20. The light as claimed in claim 18, wherein the light source is mounted on the blade assembly.

21. The light as claimed in claims 18 to 20, wherein the generator is wind powered.

22. The light as claimed in claims 18 to 21, wherein electricity is generated by the creation of an electromagnetic field arising upon movement of magnets.

23. The light as claimed in claims 18 to 22, wherein the generator comprises a plurality of copper coils, an array of magnets and a stator rod, said coils positioned adjacent one another so as to form a cylindrical array of cooper coils, said cylindrical copper coil array being coupled to said shaft such that upon shaft rotation the cylindrical array of copper coils rotates.

24. The light as claimed in claims 18 to 23, wherein the shaft is hollow.

25. The light as claimed in any preceding claim, wherein the blade assembly is rotatable about a vertical axis and is attached at its top end to a stationary cap.
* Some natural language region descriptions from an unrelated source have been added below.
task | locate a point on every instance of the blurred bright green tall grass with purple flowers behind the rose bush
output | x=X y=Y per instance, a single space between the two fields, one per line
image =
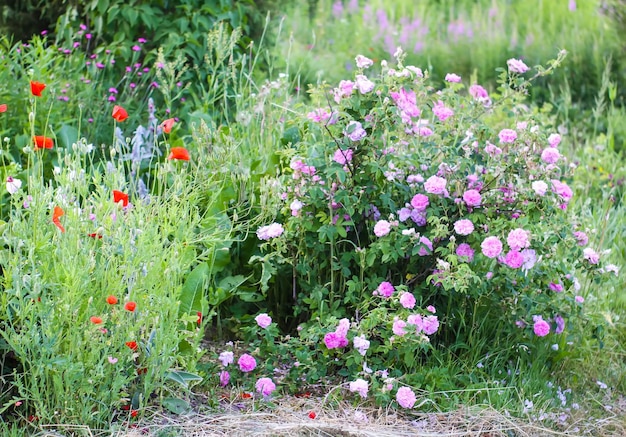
x=463 y=37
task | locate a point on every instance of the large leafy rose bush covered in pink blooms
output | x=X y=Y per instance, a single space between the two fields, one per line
x=413 y=217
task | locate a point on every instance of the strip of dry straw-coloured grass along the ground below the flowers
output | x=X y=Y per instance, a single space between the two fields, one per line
x=290 y=417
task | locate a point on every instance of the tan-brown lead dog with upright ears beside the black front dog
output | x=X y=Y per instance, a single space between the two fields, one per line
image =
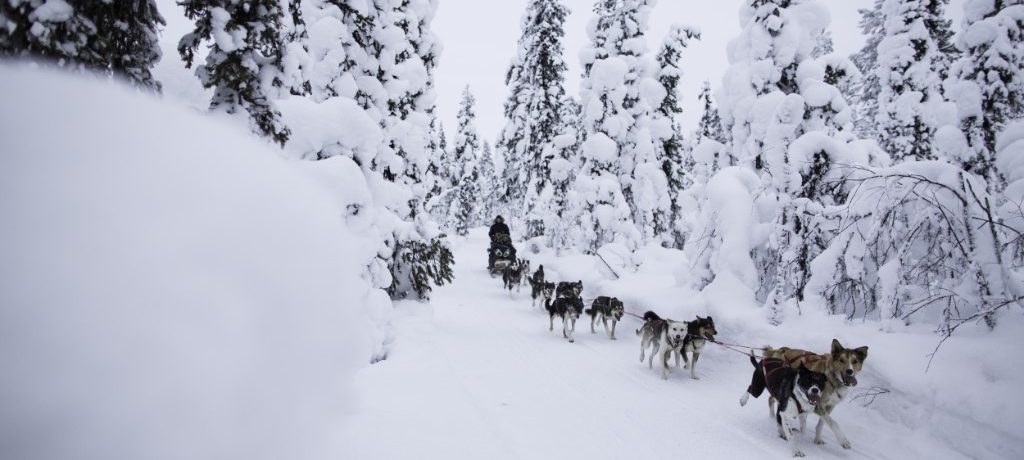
x=841 y=367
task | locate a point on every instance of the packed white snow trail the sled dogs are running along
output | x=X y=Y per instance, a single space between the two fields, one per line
x=476 y=374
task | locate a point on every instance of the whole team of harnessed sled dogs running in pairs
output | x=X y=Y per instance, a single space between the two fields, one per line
x=798 y=382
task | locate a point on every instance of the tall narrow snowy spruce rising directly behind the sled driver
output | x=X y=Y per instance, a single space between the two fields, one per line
x=536 y=81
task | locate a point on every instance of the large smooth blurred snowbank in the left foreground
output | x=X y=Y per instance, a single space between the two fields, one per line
x=170 y=287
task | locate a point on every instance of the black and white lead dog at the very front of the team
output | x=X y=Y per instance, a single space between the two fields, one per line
x=798 y=392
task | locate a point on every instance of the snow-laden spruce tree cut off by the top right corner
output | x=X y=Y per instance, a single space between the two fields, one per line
x=988 y=82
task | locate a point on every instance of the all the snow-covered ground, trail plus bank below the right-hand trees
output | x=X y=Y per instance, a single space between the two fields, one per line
x=477 y=374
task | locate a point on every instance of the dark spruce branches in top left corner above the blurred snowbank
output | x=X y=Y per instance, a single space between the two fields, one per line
x=118 y=38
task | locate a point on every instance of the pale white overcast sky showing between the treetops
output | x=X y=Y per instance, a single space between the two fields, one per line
x=480 y=38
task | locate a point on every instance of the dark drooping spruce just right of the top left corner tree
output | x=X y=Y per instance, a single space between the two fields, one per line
x=245 y=58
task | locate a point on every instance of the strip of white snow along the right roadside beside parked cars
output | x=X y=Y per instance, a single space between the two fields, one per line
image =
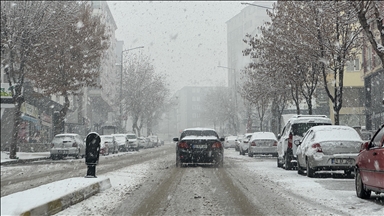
x=326 y=191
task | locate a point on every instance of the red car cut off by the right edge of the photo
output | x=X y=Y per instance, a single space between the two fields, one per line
x=369 y=167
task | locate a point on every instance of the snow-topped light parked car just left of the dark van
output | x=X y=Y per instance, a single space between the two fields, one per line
x=262 y=143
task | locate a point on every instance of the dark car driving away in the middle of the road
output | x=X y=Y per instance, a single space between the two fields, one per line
x=199 y=146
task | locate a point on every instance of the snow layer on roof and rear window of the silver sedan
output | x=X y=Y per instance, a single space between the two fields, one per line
x=335 y=132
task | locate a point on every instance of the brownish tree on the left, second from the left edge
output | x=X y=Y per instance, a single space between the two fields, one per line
x=70 y=58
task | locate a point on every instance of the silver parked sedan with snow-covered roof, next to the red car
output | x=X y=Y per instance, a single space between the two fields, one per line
x=328 y=147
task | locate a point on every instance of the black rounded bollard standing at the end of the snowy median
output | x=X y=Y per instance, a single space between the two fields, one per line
x=92 y=150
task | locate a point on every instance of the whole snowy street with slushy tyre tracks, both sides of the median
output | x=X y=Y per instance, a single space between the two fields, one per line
x=244 y=186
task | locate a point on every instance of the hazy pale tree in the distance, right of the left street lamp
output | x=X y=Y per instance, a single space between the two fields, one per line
x=145 y=92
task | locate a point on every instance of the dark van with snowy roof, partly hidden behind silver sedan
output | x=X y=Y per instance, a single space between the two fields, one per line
x=294 y=130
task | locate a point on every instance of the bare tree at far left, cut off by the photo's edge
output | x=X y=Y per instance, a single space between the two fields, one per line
x=25 y=25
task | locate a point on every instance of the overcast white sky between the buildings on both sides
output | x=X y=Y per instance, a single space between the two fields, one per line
x=186 y=40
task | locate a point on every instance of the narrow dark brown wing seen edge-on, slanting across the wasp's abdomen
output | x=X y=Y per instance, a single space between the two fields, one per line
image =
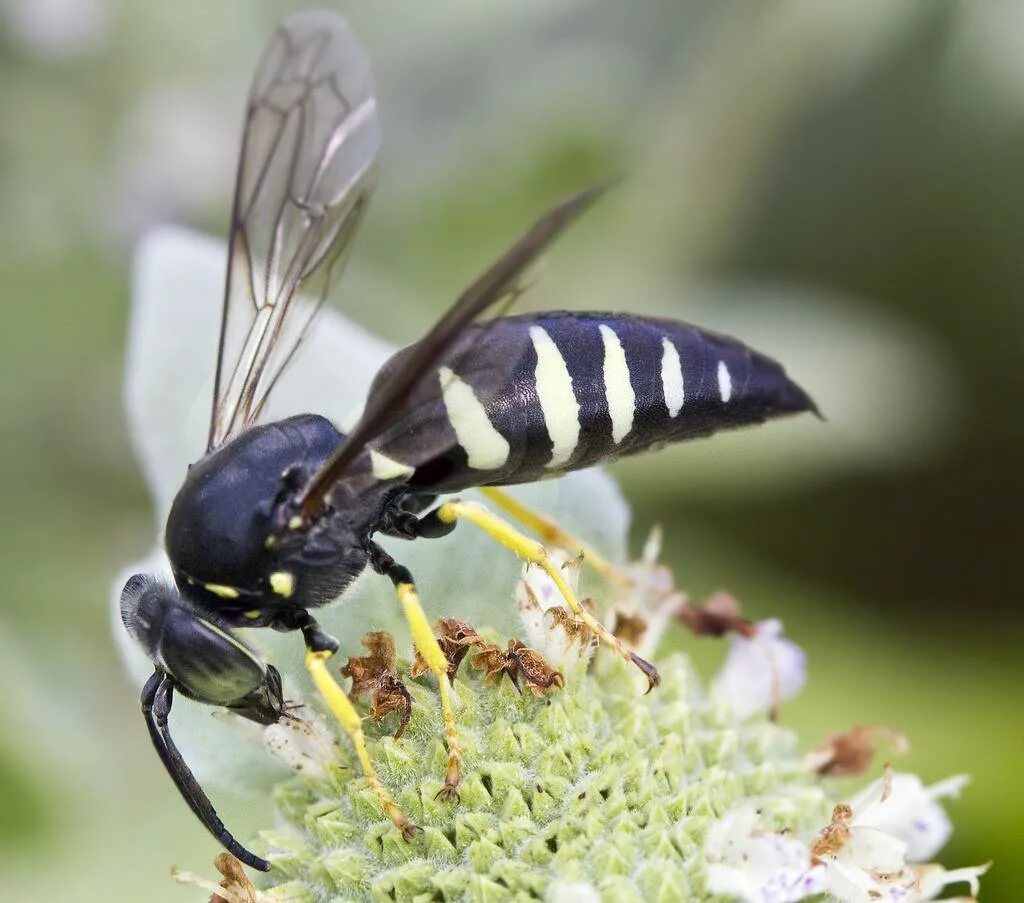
x=389 y=406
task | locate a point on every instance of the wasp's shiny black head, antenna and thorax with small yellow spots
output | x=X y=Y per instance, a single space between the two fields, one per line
x=242 y=556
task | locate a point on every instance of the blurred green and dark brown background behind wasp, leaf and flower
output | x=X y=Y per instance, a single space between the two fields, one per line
x=839 y=184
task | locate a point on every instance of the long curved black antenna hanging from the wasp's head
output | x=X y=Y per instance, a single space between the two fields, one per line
x=157 y=697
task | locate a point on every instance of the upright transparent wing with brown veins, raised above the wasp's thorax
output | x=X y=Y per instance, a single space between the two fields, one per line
x=306 y=174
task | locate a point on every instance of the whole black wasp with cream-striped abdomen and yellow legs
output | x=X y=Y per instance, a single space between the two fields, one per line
x=276 y=520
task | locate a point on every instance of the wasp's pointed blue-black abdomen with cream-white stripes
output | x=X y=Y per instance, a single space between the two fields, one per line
x=575 y=390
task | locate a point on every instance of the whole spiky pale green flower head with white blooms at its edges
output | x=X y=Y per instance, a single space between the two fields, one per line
x=592 y=792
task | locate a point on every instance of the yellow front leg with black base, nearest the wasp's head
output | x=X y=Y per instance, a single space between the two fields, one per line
x=320 y=648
26. The light as claimed in claim 25, wherein the blade assembly and associated shaft is attached to a base unit.

27. The light as claimed in any preceding claim, wherein the light source comprises a plurality of light emitting diodes provided on the blade assembly.

28. The light as claimed in claims 24, wherein the stator rod is attached to the cap and is positioned within the hollow shaft such that the stator rod lies substantially in the plane of rotational axis of the blade assembly.

29. The light as claimed in any preceding claim, wherein each individual rotor blade comprises a semi-frustroconical shape.

30. The light as claimed in claim 29, wherein the rotor blade includes a substantially flat top portion to the semi-frustroconical shaped rotor blades, the substantially flat top portion acting as an internal rib within the double helix shape blade assembly to discourage vertical airflow in use.

31. The light as claimed in any preceding claim, wherein the blade edges define a double helix shape.